İslam ve demokrasiye dair iki yazı yazdım. Orada belirttiğim gibi, gerek Kur’an’da bildirildiği gerekse Peygamberimiz kendi yaşamıyla gösterdiği üzere, mü’minlerden oluşan bir toplumda toplumun tamamının ortak yararına dair kararların ortaklaşa alınması gerektiği vurgulanmıştı. Öte yandan tek adamın idaresine dayalı sistemler de, Firavun ve Nemrut örnek gösterilerek, lanetlenmiş ve “tağut” olarak gösterilmişlerdi. İslam’ın temel kaynaklarında bugünkü anladığımız anlamda bir temsili demokrasiye atıf bulunmamaktaydı, bulunamazdı da… Çünkü toplumsal kurumlar içinde bulundukları çağın, coğrafyanın ve üstünde yükseldikleri üretim ilişkilerinin bir yansıması olarak gelişirler. Farklı coğrafyalarda meskûn ve farklı tarihsel süreçlerden geçmiş toplumların farklı toplumsal yapıları olması nasıl doğalsa, idare yapılarının birbirinden çok farklı olması da kaçınılmazdır. Bu anlamda, bir devletin ana teşkilat yapısı ve toplumun idare sistemi zaman ve mekân içinde değişen şartlara göre evrilir. Allah’ın bütün zamanlara ve bütün toplumlara hitaben gönderdiği son dini olan İslâm’ın zaman içinde değişmesi kaçınılmaz toplumsal ve idari yapılardan birini önermesi de dinin kendisiyle çelişkili olurdu.
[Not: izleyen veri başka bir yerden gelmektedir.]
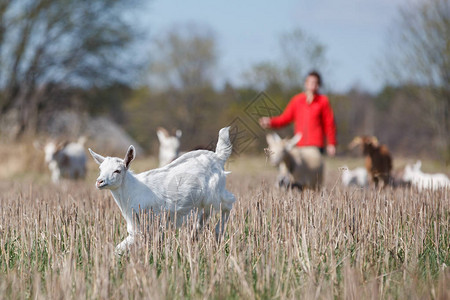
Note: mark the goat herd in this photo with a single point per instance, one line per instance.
(192, 185)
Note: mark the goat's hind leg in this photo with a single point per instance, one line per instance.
(227, 202)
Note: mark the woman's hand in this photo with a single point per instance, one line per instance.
(264, 122)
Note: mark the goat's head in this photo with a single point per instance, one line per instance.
(366, 142)
(112, 169)
(278, 147)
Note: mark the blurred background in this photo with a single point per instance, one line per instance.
(115, 70)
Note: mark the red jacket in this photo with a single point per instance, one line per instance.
(314, 121)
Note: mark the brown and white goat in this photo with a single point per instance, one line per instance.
(378, 160)
(298, 166)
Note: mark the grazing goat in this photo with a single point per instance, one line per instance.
(298, 166)
(194, 182)
(65, 160)
(378, 160)
(357, 177)
(168, 146)
(422, 180)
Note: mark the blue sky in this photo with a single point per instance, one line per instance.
(353, 31)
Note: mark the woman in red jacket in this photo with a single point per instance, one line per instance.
(312, 114)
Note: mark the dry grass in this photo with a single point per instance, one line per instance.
(58, 242)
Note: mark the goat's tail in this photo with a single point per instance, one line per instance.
(224, 147)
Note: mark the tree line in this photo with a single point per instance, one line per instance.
(66, 54)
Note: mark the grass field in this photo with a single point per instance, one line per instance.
(57, 242)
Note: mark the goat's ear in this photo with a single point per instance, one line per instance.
(374, 141)
(162, 133)
(131, 154)
(97, 157)
(293, 141)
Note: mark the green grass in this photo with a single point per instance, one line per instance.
(57, 241)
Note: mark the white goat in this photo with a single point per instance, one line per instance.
(357, 177)
(298, 166)
(66, 160)
(422, 180)
(168, 146)
(195, 182)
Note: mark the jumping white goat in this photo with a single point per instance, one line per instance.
(168, 146)
(66, 160)
(422, 180)
(298, 166)
(357, 177)
(195, 182)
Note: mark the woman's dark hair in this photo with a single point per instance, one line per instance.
(317, 75)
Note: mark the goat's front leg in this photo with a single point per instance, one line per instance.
(133, 229)
(220, 227)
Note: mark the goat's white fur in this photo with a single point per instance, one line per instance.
(168, 146)
(195, 182)
(422, 180)
(302, 165)
(66, 161)
(358, 177)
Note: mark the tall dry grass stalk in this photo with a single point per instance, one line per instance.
(58, 242)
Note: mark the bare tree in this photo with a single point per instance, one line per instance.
(419, 57)
(58, 43)
(183, 62)
(300, 52)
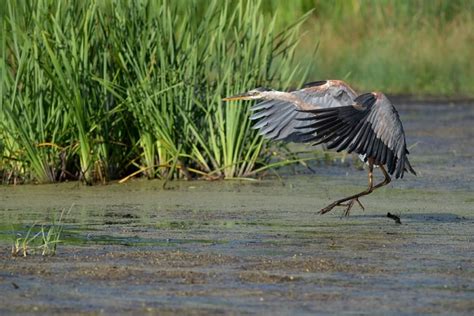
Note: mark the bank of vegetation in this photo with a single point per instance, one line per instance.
(102, 90)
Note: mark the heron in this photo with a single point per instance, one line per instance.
(331, 112)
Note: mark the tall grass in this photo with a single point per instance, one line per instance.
(401, 47)
(102, 89)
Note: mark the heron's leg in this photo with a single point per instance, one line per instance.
(355, 198)
(385, 181)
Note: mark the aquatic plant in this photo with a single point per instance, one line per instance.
(44, 239)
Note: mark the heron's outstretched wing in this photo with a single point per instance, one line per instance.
(279, 118)
(370, 127)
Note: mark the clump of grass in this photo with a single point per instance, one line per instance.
(99, 90)
(42, 239)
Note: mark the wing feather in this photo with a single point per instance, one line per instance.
(281, 119)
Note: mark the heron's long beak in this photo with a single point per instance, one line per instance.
(242, 96)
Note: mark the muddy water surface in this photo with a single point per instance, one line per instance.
(258, 247)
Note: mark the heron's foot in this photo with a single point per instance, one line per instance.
(348, 204)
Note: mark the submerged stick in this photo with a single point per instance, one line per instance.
(394, 217)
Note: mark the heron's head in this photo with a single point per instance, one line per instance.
(254, 94)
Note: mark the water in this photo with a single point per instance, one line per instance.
(215, 247)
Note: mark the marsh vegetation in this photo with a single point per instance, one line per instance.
(103, 90)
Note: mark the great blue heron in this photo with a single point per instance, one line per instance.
(331, 112)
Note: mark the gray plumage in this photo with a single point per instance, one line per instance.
(330, 112)
(370, 127)
(278, 116)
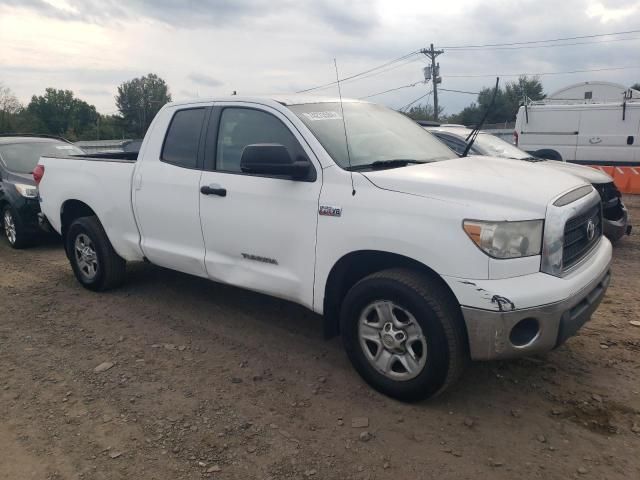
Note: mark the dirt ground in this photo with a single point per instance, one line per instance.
(214, 382)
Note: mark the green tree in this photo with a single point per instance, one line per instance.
(524, 87)
(60, 113)
(507, 103)
(139, 100)
(423, 112)
(10, 108)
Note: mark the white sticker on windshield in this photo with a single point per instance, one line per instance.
(315, 116)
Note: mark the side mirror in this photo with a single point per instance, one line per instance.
(273, 159)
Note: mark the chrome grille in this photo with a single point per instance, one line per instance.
(576, 235)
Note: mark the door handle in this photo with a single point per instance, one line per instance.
(213, 190)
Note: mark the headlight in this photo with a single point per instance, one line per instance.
(506, 239)
(27, 191)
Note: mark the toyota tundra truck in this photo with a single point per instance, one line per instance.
(419, 259)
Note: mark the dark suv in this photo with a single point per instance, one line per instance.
(19, 206)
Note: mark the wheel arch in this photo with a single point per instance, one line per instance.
(353, 267)
(548, 154)
(70, 211)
Bu yüzden dinin ana kaynaklarında bir devlet kuramı, bir ideal toplum yapısı ve bir siyasal sistem önerisi bulunmaz.
“Hocam, yapmayın ya! Kitaplı dinler içinde siyasete, toplumsal hayata ve devlet idaresine en fazla müdahale eden din İslâm’dır. Şimdi siz iddia ediyorsunuz ki, İslâm dininde bir siyaset ve devlet kuramı yok! Nasıl olur? Şeriat nedir o zaman?” Bu soruyu cevaplamak hem kolaydır, hem de zor: Kolaydır çünkü dinin ana kaynaklarında, Kur’an ve Sünnet’te, bir siyaset ve devlet kuramı bulunmamaktadır. Çünkü Allah “nasıl bir toplum istediğini” bildirmemişken “nasıl bir toplum istemediğini” bize örneklerle anlatmıştır. Zordur, çünkü Müslümanların çoğu dinin ana kaynakları olan Kur’an ve Sünnet’ten bîhaber iken, din adına günlük hayata dair birçok tafsilâtlı ayrıntıdan haberdardırlar. Bu yüzden çözümü bu kadar basit olan bir konuyu insanlara açıklayabilmek zorlaşmaktadır.
Bizim İslam diye bildiğimiz bu ayrıntılar yumağı, aslında daha sonradan “Şeriat” olarak adlandırılmış bir fetvalar toplamından oluşur. Yani, Allah’ın Kitabı ve Peygamberin Sünneti’nde yer verilmeyen konular hakkında her çağda fakihler ve müçtehitler tarafından içtihat yolu ile verilen hükümlerdir. Yani, daha açık bir ifadeyle söylersek, İslâm Dininde devlet ve siyasete dair verilen somut hükümler Allah sözü değil insan yorumudur. Bu yüzden zamanı gelince uygulamadan kaldırılabilir!
Allah’ın ideal bir toplum yapısı örneği vermediği doğrudur. Ancak toplumun yapısı ve devletin idaresi hakkında genel ilkeler Kur’an’da verilmiştir. Bunlar şu şekilde sıralanabilir: Eşitlik, adalet, düşünce ve inanç özgürlüğü, toplumsal dayanışma, şûrâ veya ortak karar alma, kaynakların ve işlerin topluma dağıtımında ehliyet ve liyakate önem vermek… Bunlar genel ilkelerdir, bu ilkelere uyan herhangi bir devlet teşkilâtı veya toplumsal yapı İslâmi olarak adlandırılabilir. Tersi de mümkündür: Eşitsizliğe, adaletsizliğe, belli bir düşünce veya inancın insanlara zorla dayatılmasına, dayanışma değil bencil bir rekabete, tek adamın kararlarına, kaynak ve işlerin yakınlara dağıtılmasına dayalı bir toplum da İslâmi değildir.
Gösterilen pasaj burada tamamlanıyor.